En otras páginas de este mismo diario establecí que eran tres los factores que más deben preocuparnos, pues son los que más daño han sufrido y los que están causando la agonizante situación del liberalismo en el mundo: 1) una idea de la política que pone el énfasis en las personas y no en las instituciones; 2) apostar por un regreso a la economía nacional y proteccionista para combatir la economía globalizada, y 3) volver a reducir a los jueces al papel de funcionarios siervos que obedecen la voz de la voluntad política y no a los criterios de racionalidad jurídica y a los preceptos de leyes democráticamente establecidas.

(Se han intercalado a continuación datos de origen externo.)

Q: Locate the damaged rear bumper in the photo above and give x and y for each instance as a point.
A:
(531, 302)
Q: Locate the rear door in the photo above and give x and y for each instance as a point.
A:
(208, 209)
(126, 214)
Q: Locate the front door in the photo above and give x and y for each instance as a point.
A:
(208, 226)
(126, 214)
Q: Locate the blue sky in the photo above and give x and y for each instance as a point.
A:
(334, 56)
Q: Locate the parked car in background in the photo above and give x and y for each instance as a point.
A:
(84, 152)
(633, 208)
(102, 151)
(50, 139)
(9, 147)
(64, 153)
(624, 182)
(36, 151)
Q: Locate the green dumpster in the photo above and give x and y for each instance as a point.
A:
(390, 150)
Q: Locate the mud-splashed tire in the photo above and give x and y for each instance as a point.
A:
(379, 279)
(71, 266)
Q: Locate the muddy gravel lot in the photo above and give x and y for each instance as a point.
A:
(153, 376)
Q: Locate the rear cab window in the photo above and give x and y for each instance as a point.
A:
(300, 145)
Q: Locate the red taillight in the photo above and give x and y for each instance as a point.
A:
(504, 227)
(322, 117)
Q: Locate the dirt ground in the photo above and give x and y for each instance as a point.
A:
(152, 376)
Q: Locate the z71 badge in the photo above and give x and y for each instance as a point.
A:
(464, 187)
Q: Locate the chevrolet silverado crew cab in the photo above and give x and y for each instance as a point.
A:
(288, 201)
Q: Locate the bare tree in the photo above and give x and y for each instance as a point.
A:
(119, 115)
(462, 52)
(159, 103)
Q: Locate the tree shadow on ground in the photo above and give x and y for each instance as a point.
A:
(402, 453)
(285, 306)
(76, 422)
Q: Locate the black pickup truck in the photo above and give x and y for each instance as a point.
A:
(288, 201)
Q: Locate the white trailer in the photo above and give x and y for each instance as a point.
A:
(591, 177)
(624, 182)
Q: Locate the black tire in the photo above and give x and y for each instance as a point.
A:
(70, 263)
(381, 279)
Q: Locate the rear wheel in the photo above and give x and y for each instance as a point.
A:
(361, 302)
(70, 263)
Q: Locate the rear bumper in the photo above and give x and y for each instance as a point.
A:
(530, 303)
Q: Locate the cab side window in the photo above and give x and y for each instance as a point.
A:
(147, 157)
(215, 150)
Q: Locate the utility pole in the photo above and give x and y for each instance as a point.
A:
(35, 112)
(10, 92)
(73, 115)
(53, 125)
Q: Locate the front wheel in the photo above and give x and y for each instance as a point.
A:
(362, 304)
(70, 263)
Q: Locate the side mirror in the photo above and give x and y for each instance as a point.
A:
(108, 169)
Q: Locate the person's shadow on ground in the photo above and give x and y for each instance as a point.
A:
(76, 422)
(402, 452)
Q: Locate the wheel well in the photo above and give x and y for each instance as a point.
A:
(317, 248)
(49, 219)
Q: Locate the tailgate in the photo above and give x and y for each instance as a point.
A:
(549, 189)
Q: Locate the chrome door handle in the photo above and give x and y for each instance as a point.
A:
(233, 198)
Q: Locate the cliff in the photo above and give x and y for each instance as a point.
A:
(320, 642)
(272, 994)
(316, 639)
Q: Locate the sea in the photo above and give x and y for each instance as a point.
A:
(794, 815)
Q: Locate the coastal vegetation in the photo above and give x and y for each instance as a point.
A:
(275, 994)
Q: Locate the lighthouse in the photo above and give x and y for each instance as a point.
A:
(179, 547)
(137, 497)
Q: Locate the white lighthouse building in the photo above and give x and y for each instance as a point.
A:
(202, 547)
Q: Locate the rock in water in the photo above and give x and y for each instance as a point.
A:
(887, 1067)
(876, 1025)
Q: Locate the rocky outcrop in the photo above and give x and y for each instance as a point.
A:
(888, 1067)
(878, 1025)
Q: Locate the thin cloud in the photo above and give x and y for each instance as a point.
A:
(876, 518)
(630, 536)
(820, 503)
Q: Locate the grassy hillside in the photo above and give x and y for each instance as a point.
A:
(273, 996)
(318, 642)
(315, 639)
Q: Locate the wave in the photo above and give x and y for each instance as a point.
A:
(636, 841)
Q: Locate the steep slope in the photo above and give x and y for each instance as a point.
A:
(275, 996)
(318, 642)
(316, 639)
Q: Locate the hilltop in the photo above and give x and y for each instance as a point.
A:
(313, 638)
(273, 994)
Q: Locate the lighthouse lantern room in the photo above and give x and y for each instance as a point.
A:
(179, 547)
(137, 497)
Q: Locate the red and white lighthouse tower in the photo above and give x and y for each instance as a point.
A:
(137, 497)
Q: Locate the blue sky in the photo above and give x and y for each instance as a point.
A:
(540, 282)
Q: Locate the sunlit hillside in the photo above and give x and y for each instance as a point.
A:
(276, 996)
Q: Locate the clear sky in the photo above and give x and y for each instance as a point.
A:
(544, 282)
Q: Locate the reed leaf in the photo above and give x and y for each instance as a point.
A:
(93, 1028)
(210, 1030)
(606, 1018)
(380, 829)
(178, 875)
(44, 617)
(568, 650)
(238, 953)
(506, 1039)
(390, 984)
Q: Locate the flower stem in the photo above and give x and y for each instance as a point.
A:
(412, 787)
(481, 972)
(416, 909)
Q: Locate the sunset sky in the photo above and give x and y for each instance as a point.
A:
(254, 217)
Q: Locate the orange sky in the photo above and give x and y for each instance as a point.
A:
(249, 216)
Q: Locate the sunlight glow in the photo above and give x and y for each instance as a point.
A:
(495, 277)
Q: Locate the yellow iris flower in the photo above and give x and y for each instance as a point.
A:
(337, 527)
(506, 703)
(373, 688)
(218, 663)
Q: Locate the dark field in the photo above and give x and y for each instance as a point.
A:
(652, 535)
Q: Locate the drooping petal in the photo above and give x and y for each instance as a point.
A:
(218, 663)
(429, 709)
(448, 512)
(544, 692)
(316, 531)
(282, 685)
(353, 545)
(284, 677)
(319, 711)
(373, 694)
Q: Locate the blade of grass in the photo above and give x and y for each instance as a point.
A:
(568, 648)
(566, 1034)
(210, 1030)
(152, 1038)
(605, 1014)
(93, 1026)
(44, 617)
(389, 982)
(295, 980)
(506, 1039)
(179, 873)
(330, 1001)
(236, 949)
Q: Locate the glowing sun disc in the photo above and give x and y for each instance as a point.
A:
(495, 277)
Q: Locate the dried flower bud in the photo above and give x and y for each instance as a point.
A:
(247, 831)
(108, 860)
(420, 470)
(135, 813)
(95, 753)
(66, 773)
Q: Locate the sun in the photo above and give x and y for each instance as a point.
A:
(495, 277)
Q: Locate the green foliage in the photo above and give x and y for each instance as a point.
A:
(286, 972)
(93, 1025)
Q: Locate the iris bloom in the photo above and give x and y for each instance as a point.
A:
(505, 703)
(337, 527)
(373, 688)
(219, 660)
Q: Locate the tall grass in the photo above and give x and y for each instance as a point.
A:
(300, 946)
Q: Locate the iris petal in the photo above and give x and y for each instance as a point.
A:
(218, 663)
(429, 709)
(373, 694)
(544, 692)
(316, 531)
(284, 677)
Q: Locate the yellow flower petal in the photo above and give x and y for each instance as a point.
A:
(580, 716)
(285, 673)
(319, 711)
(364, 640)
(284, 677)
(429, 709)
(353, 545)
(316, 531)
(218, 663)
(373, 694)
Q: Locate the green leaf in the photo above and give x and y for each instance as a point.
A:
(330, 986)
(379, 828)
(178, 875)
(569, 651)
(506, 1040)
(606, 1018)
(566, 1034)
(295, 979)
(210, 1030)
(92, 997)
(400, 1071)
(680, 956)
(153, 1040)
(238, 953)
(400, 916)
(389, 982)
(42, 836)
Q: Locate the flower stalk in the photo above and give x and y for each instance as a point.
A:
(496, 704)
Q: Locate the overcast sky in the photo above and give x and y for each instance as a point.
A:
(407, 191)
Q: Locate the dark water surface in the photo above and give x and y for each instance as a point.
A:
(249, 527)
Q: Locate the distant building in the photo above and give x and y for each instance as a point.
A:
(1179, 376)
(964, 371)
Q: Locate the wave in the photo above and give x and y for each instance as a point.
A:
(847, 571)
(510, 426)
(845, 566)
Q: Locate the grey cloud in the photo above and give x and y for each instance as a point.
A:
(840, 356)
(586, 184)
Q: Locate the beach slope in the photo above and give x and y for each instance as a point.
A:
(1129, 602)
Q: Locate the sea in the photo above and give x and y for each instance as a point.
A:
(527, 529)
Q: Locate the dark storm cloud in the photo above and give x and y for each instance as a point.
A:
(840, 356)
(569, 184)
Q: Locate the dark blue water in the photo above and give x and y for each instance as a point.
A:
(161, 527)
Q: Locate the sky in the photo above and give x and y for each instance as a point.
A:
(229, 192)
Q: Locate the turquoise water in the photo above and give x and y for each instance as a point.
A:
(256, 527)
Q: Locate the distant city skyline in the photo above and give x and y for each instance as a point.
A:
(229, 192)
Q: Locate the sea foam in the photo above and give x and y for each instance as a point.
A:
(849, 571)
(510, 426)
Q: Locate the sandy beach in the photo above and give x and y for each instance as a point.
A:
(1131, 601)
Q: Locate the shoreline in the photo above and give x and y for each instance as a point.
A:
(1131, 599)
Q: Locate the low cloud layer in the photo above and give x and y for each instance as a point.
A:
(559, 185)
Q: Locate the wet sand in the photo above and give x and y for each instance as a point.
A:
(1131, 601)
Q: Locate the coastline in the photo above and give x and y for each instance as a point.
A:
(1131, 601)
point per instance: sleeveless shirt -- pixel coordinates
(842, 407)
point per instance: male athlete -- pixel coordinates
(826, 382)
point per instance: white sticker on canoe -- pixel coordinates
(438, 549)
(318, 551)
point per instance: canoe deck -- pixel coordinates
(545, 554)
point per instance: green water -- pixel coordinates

Los dos primeros puntos son los que más perdidas han sufrido. La política cada vez se centra más en el carisma de los líderes que tienen el don de la persuasión, que en la capacidad de decisión racional e informada; las políticas económicas han comenzado a rechazar una economía globalizada con todas las pérdidas que esto representa, pero los poderes judiciales, a pesar de haber recibido mellas y golpes, aún no han sido irreversibles y gozan de cierta salud.
Son las últimas cuerdas que quedan para rescatar al liberalismo del abismo y prueba de ello es que, durante los primeros días de este mes, en el Palacio de la Paz, de La Haya, se auspició una Conferencia Internacional sobre Acceso a la Justicia, que llevaba el significativo título de “Justicia para todos en el 2030”.
Lo más interesante de esto, es que bajo el panorama que vengo dibujando, jueces de todo el mundo, ministros de justicia y representantes de organizaciones internacionales hayan trabajado juntos para establecer un extenso programa orientado a plantear los retos que debe enfrentar la justicia mundial en la próxima década. Por supuesto, como no se logró hacer en los ámbitos políticos ni económicos, en el de la justicia no sólo se debate cuáles son los retos que enfrentan los poderes judiciales ante regímenes anti-liberales, sino, por el contrario, se debate también cómo enfrentarlos desde una perspectiva liberal que reconoce la división de poderes y la autonomía de los jueces; elementos indispensables para la construcción y el mantenimiento de un Estado de derecho. En estos espacios también se discutieron temas sobre cómo avanzar desde dentro con temas de alto interés para el modelo de Estado liberal como son el acceso de las mujeres a la justicia, la justicia transicional, el papel de las víctimas en los juicios, la protección de los derechos humanos, el acceso a la justicia para personas de la tercera edad y otras poblaciones vulnerables.
Y dentro de la agenda también figuraron temas que parecen predecir una mutación de la judicatura mundial de cara a su manutención ante las nuevas formas de política y entendimiento social en el mundo; me refiero a la manera en que la justicia informal puede complementar a la justicia formal, cómo la justicia puede estar centrada en las particularidades personales sin violentar la generalidad de las leyes y, por supuesto, cómo ampliar una cultura de la legalidad jurisdiccional (ampliar la confianza en los jueces para dirimir conflictos) en el mundo.
Las medidas nacionalistas de los recientes populismos se han encargado de sostener como una verdad incuestionable que todos estos problemas han sido generados por la globalización y el “neoliberalismo”, por la cercanía y la apertura entre las naciones y, también, por jueces que toman decisiones contrarias al “sentimiento” de los pueblos; sin embargo, mientras en el seno de las judicaturas todavía haya jueces que confíen en que la corrección de las decisiones no está relacionada con la aceptabilidad popular sino con las razones jurídicas y constitucionales que las respaldan, y que el único camino que tenemos está en la protección jurisdiccional de los derechos humanos, parece que el panorama dibujado sigue siendo desalentador, pero pinta un destello de luz que nos orilla a un optimismo informado.